Early work will attempt to create computer-based simulations of brain function at the molecular level and will build to include simulations of what Royyuru calls "mini columns" small pieces of the neocortex containing anywhere from tens of thousands to hundreds of thousands neurons.
 
"Modeling the brain at the cellular level is a massive undertaking because of the hundreds of thousands of parmaters that need to be taken into account," says Markram in an IBM-issued release announcing the research project. "IBM has unparalleled experience in biological simulations and the most advanced supercomputing technology in the world.

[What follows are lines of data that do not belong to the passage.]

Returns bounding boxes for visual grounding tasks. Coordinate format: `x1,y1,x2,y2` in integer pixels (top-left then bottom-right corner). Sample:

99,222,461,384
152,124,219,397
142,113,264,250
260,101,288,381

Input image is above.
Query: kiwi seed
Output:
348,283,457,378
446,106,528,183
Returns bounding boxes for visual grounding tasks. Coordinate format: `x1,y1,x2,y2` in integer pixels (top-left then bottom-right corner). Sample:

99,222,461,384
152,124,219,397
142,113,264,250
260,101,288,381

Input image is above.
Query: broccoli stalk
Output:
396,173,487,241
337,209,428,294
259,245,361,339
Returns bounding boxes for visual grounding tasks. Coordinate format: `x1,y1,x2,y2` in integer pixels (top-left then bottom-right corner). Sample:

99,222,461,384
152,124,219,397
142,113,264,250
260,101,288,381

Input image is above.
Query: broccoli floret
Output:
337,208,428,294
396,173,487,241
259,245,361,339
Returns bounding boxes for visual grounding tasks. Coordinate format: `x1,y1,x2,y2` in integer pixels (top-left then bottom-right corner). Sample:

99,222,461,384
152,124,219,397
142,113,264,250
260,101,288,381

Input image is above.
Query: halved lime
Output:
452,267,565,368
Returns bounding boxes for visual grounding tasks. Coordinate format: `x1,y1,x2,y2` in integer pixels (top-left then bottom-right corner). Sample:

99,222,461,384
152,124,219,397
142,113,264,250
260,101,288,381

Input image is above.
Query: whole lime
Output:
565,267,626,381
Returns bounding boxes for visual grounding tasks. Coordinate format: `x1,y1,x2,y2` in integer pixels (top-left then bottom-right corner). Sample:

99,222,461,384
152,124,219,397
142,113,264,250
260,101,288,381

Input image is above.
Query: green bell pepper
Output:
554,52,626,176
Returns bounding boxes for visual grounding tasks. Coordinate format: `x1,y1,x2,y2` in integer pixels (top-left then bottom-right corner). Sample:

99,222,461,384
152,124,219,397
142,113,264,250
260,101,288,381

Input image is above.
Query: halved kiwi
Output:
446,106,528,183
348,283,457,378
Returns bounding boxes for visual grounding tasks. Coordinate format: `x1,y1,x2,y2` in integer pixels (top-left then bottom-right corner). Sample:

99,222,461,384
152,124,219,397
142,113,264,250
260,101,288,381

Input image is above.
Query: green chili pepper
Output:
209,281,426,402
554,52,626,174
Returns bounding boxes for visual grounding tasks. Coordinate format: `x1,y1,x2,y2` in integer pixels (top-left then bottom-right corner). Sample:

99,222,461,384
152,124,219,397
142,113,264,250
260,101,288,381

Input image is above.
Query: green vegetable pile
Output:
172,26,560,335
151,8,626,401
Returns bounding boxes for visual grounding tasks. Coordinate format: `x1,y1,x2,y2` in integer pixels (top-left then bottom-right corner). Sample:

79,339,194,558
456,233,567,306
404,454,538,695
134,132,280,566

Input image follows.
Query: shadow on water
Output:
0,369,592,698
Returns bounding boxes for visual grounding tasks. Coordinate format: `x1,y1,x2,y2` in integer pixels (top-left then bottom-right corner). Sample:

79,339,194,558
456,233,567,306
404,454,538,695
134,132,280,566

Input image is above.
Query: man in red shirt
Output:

With our combined resources and expertise we are embarking on one of the most ambitious research initiatives ever undertaken in the field of neuroscience."
 
In Markram's case, the computing power will greatly accelerate his research since he can run experiments in real time. "With an accurate computer-based model of the brain, much of the pre-testing and planning normally required for a major experiment can be done in silico, rather than in the laboratory," says Markram. "With certain simulations we anticipate that a full day's worth of wet lab research could be done in a matter of seconds on Blue Gene."
 
For IBM, this is exactly the kind of research hoped for back in the blue-sky days of the late 1990s when the project to create Blue Gene began, Royyuru notes. The continuing success of the company's computational biology center depends on being at the forefront of computational biology with projects like Blue Brain. But there may be other benefits down the road, as well.
 
"Biology has a lot to teach us," Royyuru says. "Biology has 4 billion years of learning and it has learned a lot of fancy tricks to harness complexity in such beautiful ways. There are things that we ought to be able to learn by just watching these biological systems and we sincerely hope we might learn what some of those tricks are that can be brought back into man-made systems."